The second reason for using this corpus is that it is one of the few collections in which the all of the piano sonatas are encoded by one person, Bunji Hisamori. It is hoped that, although this means that the data represents only one person's interpretation of the works, and thus reduces the generality of the results, it also means that a comparison of keyboard usage is possible across the range of sonatas; any disparity between interpretations of tempo markings or the durations of ambiguous rhythmic devices such as acciaccaturas etc. is removed.

These MIDI files were then checked to ensure that there were not any major errors, especially relating to maximum or minimum ranges of notes. During this analysis, it was found that these MIDI files were based on a version for modern piano in which sporadic phrases had been raised or lowered by an octave, or doubled at the octave to increase the range. These phrases were then altered in the MIDI files, in accordance with the original notation of the sonatas, using the edition of the sonatas edited by Harold Craxton (Beethoven, 1958). This was done to keep the MIDI files as close as possible to the original notation, in order to preserve the imprint of the piano with which they were written on or for. A few mistakes were also removed. A full list of the corrections can be found in Appendix I.

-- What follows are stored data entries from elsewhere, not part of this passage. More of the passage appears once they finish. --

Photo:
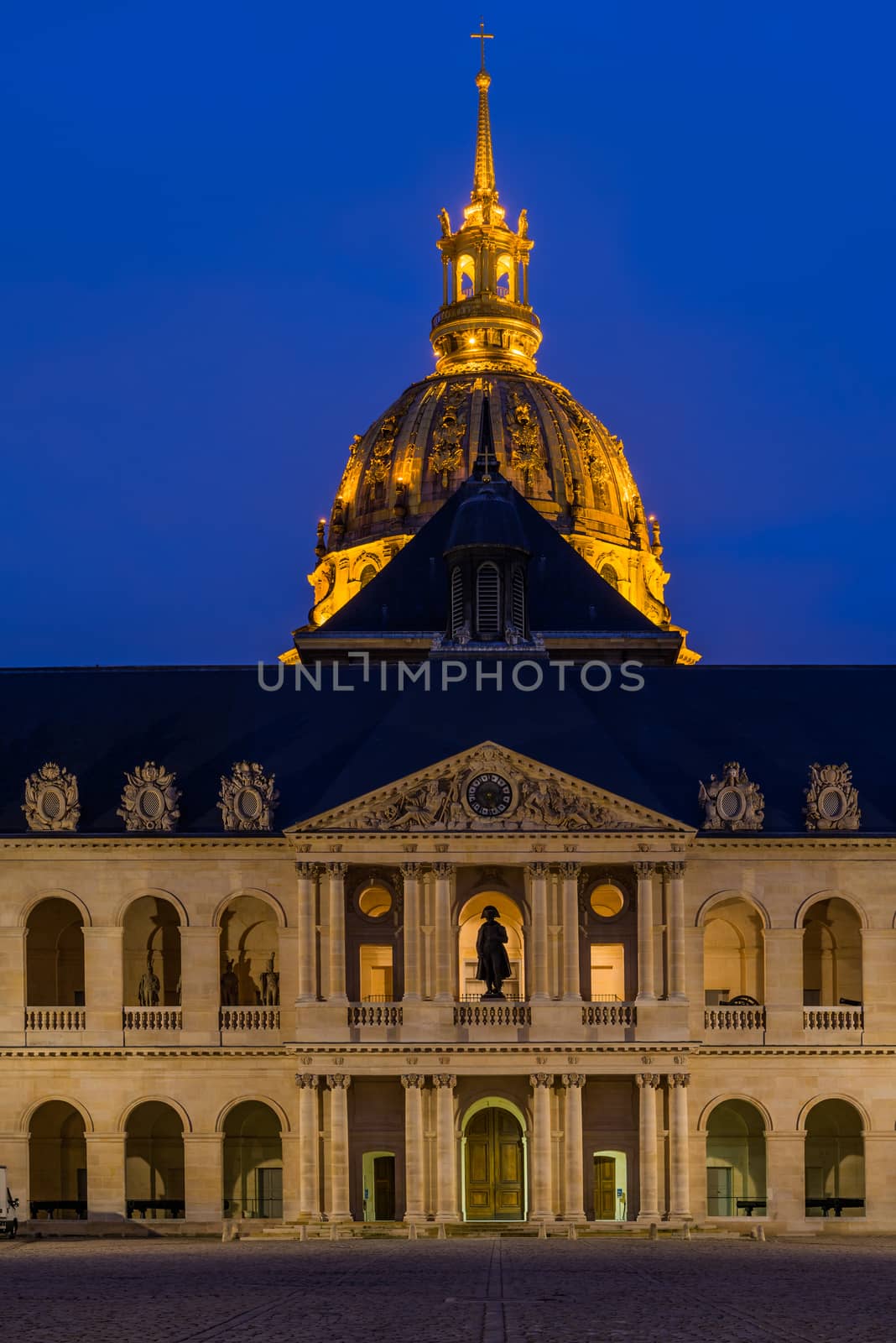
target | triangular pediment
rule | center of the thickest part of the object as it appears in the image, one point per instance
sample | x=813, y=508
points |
x=490, y=789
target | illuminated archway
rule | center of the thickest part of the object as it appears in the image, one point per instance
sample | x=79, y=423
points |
x=735, y=1159
x=494, y=1162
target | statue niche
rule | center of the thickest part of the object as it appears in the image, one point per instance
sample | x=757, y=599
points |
x=492, y=964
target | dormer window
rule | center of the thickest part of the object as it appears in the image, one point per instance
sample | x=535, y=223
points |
x=487, y=602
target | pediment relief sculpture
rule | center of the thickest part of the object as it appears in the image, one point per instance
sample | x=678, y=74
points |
x=488, y=789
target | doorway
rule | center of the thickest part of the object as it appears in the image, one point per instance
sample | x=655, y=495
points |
x=494, y=1181
x=378, y=1186
x=611, y=1186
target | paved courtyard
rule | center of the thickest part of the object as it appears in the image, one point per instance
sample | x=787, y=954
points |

These files were then converted into a more readable format using the tool for MIDI to text conversion found at http://flashmusicgames.com/midi/mid2txt.php, and later the Midi2Mtx converter found at http://www.midiox.com/. Absolute rather than Delta durations were used for this conversion. This creates a file of tempo-independent absolute durations in milliseconds and thus, can be easily used to calculate total keyboard usage over the entire corpus.

Some lisp code for the program emacs was then created to strip out the data from the files and compile a list of the total time each note was depressed for over the course of each sonata.

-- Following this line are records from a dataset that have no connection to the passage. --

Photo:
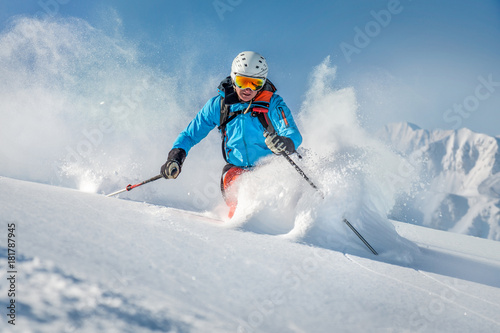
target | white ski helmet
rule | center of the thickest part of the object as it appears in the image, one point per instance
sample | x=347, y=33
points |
x=249, y=63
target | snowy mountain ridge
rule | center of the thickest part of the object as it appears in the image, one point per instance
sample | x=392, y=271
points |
x=459, y=186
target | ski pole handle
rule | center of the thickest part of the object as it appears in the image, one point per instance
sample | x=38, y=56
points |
x=131, y=187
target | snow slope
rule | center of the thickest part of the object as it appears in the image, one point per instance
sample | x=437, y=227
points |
x=459, y=179
x=87, y=263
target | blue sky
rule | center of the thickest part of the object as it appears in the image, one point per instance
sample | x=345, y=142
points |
x=434, y=63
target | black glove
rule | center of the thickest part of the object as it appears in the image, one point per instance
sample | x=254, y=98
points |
x=172, y=168
x=279, y=144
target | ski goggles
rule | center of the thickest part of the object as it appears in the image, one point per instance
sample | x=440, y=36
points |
x=244, y=82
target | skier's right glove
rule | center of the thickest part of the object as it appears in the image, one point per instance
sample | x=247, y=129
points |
x=172, y=168
x=279, y=144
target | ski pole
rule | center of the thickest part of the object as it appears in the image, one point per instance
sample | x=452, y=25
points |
x=130, y=186
x=302, y=173
x=360, y=237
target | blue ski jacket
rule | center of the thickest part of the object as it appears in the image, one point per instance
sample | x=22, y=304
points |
x=243, y=138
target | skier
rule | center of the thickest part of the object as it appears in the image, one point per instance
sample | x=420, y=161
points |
x=253, y=121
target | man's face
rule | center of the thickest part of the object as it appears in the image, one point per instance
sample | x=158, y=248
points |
x=246, y=95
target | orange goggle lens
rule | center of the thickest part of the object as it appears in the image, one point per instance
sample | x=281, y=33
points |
x=244, y=82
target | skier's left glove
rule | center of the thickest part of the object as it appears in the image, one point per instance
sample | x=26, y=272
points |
x=172, y=168
x=279, y=144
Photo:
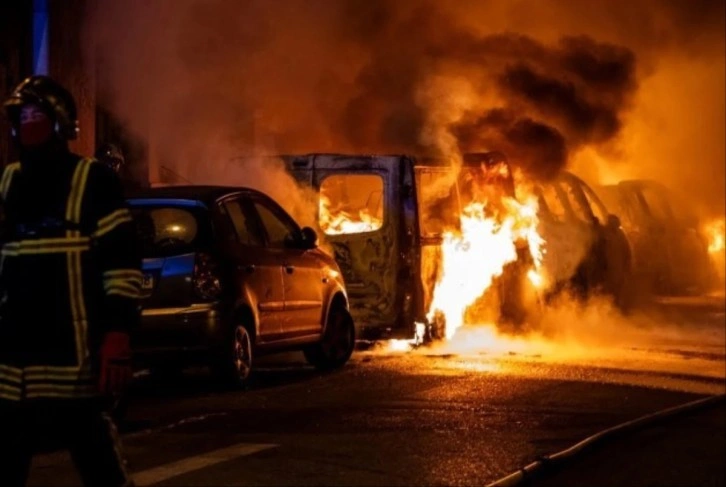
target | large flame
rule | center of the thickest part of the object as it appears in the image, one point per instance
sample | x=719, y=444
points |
x=336, y=221
x=716, y=235
x=473, y=257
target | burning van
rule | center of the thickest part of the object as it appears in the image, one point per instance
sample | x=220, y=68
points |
x=420, y=240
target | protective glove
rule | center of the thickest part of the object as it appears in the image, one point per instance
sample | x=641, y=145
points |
x=115, y=357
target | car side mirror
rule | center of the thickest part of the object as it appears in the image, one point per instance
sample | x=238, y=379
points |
x=614, y=221
x=309, y=238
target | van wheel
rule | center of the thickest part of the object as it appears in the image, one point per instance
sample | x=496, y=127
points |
x=233, y=364
x=337, y=344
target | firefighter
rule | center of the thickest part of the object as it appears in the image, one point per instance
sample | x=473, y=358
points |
x=70, y=283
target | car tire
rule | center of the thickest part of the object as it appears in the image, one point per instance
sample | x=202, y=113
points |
x=337, y=343
x=234, y=360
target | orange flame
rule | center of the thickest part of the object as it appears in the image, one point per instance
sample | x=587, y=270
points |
x=337, y=221
x=716, y=235
x=472, y=258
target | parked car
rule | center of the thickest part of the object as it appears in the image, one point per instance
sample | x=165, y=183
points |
x=229, y=275
x=587, y=250
x=670, y=253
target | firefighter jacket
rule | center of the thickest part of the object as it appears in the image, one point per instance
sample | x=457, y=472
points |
x=69, y=273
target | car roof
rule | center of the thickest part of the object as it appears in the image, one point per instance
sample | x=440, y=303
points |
x=206, y=194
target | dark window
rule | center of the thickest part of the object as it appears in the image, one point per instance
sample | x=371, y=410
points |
x=576, y=201
x=168, y=230
x=279, y=229
x=598, y=209
x=244, y=226
x=553, y=202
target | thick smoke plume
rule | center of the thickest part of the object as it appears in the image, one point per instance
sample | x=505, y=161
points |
x=292, y=76
x=545, y=82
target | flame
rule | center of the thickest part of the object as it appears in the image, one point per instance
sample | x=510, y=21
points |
x=335, y=221
x=716, y=235
x=473, y=257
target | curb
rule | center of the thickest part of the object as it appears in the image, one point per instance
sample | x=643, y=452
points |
x=546, y=463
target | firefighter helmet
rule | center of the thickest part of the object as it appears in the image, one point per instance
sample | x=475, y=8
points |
x=111, y=155
x=52, y=97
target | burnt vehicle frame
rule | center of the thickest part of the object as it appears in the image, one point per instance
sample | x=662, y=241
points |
x=596, y=256
x=670, y=254
x=389, y=285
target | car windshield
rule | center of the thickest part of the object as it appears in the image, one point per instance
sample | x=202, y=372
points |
x=165, y=230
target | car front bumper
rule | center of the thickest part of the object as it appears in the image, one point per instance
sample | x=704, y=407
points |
x=177, y=330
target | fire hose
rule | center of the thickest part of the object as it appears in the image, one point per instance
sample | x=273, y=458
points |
x=547, y=463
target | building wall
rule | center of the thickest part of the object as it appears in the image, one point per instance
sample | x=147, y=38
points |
x=15, y=61
x=70, y=62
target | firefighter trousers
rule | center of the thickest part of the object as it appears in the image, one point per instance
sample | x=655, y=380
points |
x=80, y=426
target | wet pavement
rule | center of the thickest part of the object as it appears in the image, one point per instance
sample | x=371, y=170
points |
x=443, y=416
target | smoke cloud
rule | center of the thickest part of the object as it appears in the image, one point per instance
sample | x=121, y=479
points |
x=606, y=88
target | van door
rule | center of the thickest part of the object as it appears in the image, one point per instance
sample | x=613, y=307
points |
x=360, y=218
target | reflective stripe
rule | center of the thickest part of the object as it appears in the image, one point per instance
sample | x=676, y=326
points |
x=111, y=221
x=9, y=393
x=65, y=391
x=124, y=293
x=128, y=273
x=128, y=284
x=57, y=374
x=123, y=282
x=10, y=170
x=46, y=246
x=73, y=259
x=11, y=374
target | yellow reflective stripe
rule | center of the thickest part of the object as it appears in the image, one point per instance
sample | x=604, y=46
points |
x=9, y=373
x=53, y=390
x=129, y=284
x=126, y=273
x=13, y=250
x=73, y=260
x=57, y=369
x=57, y=374
x=10, y=170
x=108, y=223
x=10, y=393
x=123, y=292
x=85, y=167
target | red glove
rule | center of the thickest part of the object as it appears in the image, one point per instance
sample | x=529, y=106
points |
x=115, y=363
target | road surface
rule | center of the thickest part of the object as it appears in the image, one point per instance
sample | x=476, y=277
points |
x=466, y=413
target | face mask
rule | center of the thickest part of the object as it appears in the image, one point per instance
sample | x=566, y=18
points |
x=36, y=132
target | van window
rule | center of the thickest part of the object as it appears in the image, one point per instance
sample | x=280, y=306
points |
x=438, y=201
x=351, y=203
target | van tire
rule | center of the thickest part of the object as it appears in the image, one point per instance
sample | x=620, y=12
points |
x=337, y=343
x=233, y=361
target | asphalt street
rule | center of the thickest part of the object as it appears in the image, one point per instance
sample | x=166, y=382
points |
x=439, y=416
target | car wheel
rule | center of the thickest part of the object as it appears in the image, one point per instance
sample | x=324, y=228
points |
x=234, y=363
x=337, y=343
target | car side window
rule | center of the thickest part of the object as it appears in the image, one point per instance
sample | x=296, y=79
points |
x=576, y=202
x=553, y=202
x=279, y=229
x=247, y=232
x=598, y=209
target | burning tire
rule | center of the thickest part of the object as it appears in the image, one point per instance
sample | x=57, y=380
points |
x=338, y=341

Dynamics were ignored, as it was felt that an attempt to factor these in would result in quieter movements being given less importance than louder ones. This also allowed the study to concentrate upon the topological usage of the keyboard, not the sounding result.

In short, the data extracted gave only the total amount of time which a specific key was depressed over the length of each sonata. This data was then ordered and compiled into tables.